Yogya, KU
Guru Besar Ilmu Kesehatan Masyarakat, Fakultas Kedokteran UGM, Prof. Dr. Laksono Trisnantoro mengatakan pelaksanaan kebijakan desentralisasi kesehatan selama delapan tahun terakhir bersifat setengah hati. Menurut Laksono, kebijakan ‘setengah hati’ ini mengakibatkan perbedaan antardaerah, terutama konflik peran antara pusat dan daerah dan kegiatan yang tidak terurus.
”Selama 8 tahun ada tarik menarik pembahasan pusat yang cenderung sentralisasi, sementara daerah menginginkan desentralisasi sehingga kebijakan yang dibuat seolah setengah hati,” kata Laksono kepada wartawan di sela-sela kegiatan Forum Tahunan Desentralisasi Kesehatan ke-8 yang digelar di University Club (UC) UGM, Selasa (28/7). Dikatakannya bahwa pelaksanaan kebijakan desentralisasi kesehatan yang belum optimal menyebabkan munculnya daerah-daerah yang semakin miskin, sementara yang lain semakin kaya. ”Jika kebijakan yang sepenuh hati seharusnya ada koordinasi antara pusat dan daerah, sepakat dan sama-sama mau, dan ada semangat kebersamaan,” ujarnya.
Desentralisasi kesehatan mengalami kendala di sektor teknis akibat lemahnya kebijakan politik di daerah. Padahal, menurut Laksono, sektor kesehatan lebih banyak ke arah teknis. ”Kita bisa lihat sekarang, laporan data dari daerah tidak naik ke pusat secara benar, sementara pusat tidak menganalisisnya. Juga perpindahan petugas kesehatan antardaerah juga sangat sulit dilakukan,” tambahnya.
Laksono juga menyebutkan kebijakan kesehatan yang hingga saat ini masih tersentralisasi, antara lain, penanganan penyakit menular malaria dan kesehatan ibu dan anak. Adanya desentralisasi kesehatan pada awalnya dimaksudkan untuk mendekatkan pelayanan kepada masyarakat dan menjadikannya lebih baik, terutama untuk masyarakat daerah terpencil. Namun, problem penganggaran yang masih belum tepat dan data kesehatan yang masih tarik menarik antara pusat dan daerah menyebabkan pelayanan kesehatan menjadi tidak optimal.
”Anggaran yang dibagi kepada daerah yang miskin dan sulit, akses seharusnya lebih besar daripada daerah yang sudah mapan. Ini pula yang terjadi dengan Jamkesmas, kelompok setengah miskin justru yang dapat gratis, padahal belanja rokok mereka sangat tinggi.
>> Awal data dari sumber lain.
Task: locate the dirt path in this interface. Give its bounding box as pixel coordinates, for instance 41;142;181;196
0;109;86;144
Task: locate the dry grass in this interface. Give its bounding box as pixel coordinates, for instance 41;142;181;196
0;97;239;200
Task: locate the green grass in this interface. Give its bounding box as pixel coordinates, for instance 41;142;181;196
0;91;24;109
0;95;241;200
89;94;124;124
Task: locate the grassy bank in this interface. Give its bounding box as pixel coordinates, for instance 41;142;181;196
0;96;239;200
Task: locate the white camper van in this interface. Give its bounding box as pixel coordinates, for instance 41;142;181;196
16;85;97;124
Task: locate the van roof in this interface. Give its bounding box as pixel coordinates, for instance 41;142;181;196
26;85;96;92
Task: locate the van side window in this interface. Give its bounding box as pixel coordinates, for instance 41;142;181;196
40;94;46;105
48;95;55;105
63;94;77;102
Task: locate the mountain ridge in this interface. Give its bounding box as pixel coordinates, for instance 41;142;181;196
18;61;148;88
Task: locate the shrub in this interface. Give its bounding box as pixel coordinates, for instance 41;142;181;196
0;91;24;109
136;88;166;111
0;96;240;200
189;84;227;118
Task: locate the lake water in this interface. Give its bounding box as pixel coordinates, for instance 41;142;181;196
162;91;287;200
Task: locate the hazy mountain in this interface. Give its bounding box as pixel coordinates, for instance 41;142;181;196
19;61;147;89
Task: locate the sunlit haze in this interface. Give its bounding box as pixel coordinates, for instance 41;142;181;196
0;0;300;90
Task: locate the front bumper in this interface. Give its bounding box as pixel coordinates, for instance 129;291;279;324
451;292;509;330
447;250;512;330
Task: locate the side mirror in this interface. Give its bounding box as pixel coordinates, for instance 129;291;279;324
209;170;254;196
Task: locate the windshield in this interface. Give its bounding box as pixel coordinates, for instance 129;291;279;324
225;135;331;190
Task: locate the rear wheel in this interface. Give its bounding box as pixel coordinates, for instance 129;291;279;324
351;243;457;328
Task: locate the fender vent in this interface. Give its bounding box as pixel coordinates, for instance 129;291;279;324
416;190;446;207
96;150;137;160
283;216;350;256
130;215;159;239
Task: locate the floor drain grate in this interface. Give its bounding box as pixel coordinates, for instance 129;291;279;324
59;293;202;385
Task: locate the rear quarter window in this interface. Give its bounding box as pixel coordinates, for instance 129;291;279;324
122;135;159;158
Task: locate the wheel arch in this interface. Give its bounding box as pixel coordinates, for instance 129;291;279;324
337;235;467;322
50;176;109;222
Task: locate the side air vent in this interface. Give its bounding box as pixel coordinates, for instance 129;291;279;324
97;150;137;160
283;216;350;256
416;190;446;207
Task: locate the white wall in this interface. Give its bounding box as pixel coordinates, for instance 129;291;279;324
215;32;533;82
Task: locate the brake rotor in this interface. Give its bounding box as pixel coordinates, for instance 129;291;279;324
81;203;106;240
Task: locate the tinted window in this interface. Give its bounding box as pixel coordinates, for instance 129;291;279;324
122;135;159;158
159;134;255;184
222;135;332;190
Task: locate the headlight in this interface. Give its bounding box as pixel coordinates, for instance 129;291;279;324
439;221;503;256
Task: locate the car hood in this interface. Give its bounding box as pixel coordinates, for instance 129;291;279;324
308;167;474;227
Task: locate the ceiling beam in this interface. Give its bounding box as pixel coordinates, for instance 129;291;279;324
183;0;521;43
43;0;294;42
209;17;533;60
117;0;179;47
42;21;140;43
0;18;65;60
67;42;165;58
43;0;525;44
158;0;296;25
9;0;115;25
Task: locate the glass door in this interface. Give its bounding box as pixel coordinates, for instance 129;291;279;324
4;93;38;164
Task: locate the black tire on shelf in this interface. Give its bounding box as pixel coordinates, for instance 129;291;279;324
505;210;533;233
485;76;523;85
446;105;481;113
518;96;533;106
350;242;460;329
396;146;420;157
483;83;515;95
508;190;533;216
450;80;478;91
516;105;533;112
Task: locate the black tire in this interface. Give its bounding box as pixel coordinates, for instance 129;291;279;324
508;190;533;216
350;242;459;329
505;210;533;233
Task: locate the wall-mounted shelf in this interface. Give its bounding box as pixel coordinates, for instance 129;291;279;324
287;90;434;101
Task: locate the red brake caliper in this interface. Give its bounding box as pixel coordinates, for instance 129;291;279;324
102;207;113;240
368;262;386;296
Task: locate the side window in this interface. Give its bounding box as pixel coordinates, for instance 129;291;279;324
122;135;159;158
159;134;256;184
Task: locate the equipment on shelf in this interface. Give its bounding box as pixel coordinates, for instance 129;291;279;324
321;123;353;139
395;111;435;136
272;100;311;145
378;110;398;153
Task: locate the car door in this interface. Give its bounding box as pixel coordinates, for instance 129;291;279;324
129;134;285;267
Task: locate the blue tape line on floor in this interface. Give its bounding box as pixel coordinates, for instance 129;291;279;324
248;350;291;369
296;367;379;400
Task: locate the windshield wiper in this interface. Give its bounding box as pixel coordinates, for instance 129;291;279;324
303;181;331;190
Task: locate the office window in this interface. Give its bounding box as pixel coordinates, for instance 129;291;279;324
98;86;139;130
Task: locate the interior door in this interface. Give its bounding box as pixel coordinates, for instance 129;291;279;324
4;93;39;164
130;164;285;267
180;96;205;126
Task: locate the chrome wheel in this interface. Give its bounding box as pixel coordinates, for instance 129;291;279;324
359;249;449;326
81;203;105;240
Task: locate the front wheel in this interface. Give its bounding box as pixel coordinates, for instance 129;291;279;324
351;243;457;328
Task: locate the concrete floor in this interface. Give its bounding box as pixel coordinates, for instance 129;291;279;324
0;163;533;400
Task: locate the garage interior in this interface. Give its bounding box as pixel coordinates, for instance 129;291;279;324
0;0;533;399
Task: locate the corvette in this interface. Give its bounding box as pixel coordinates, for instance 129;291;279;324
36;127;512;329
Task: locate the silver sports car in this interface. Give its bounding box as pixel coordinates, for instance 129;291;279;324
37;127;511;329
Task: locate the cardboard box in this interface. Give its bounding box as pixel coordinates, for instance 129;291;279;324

Seharusnya bisa mereka membeli premi asuransi,” katanya.
Melalui forum tahunan ini, kata Laksono akan dilakukan pembahasan untuk mencari formula yang tepat guna memajukan kebijakan desentralisasi kesehatan berdasarkan standar pusat dan daerah. Beberapa di antaranya adalah tentang solusi di bidang manajemen rumah sakit dan penanganan penyakit menular serta pengaturan anggaran kesehatan bagi pusat, provinsi, dan kabupaten.
”Kebijakan politis mengenai teknis kesehatan tidak cukup karena Indonesia cukup luas, apalagi banyak daerah belum begitu siap untuk desentralisasi,” ujarnya.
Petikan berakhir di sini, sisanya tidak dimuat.